Les prix du pétrole reviennent à des niveaux d'avant-guerre en raison de l'augmentation de l'offre au Moyen-Orient.

Les prix du pétrole reviennent à des niveaux d'avant-guerre en raison de l'augmentation de l'offre au Moyen-Orient.
Les prix du pétrole ont prolongé leur déclin à des niveaux vus pour la dernière fois avant le début de la guerre en Iran, alors que les attentes d'une augmentation de l'offre en provenance du Moyen-Orient ont pris le pas sur les inquiétudes concernant la demande.

Les contrats à terme sur le brut Brent pour livraison en août ont chuté de 1,06 $ (1,44 %) à 72,68 $ le baril à 06h39 GMT, tandis que le West Texas Intermediate (WTI) américain a perdu 76 cents (1,08 %) pour s'établir à 69,58 $ le baril. Les deux contrats ont atteint leur plus bas niveau depuis le 27 février. Le Brent d'août se négociait à un prix inférieur à celui de septembre, fixé à 73,59 $, signalant une offre abondante à court terme. Le Brent avait chuté de plus de 3 $ mercredi alors que les inquiétudes concernant l'offre s'apaisaient, tandis que le WTI s'était stabilisé en baisse de près de 3 $.
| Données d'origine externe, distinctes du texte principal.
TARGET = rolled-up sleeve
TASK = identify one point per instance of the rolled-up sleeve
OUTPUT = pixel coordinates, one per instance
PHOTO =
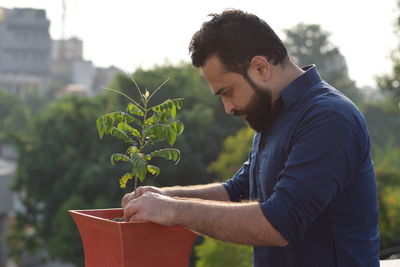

Le secrétaire américain à l'Énergie, Chris Wright, a déclaré lors d'un forum que les flux à travers le détroit d'Ormuz étaient proches de ceux enregistrés avant le début de la guerre en Iran, avec au moins 20 millions de barils ayant quitté le détroit au cours des 24 dernières heures.

Un retour à la normale complète prendrait cependant quelques semaines, car le détroit doit être débarrassé des mines, a-t-il ajouté. L'augmentation de l'offre du Moyen-Orient, combinée à la volonté de l'Iran d'augmenter ses ventes après un répit temporaire des sanctions américaines, a fait baisser les prix des cargaisons de brut physique dans le monde entier.

Un accord initial la semaine dernière pour mettre fin à la guerre américano-israélienne avec l'Iran, qui a commencé le 28 février, a permis la reprise du trafic à travers le détroit. L'accord a mis en place une période de négociations de 60 jours pour traiter des questions plus difficiles, comme le programme nucléaire de l'Iran.

Wright a déclaré que le pétrole continuerait de circuler à travers le détroit même si l'accord ne tenait pas, et que l'Iran ne serait pas en mesure de le fermer à nouveau. Téhéran a déclaré qu'il prévoyait d'imposer ce qu'il appelle des frais de service maritime, par opposition à des péages, tandis que les États-Unis soutiennent qu'il s'agit d'une voie navigable internationale et donc ne devrait pas être facturé.

Oman a ouvert des routes temporaires mercredi pour faciliter les départs de tankers du détroit, avec l'Organisation maritime internationale et les autorités omanaises coordonnant les mouvements.

Jeudi, les Gardiens de la Révolution iraniens ont mis en garde contre toute traversée du détroit d'Ormuz sans autorisation, indiquant que les navires ne se conformant pas « seront traités » et condamnant les nouvelles routes.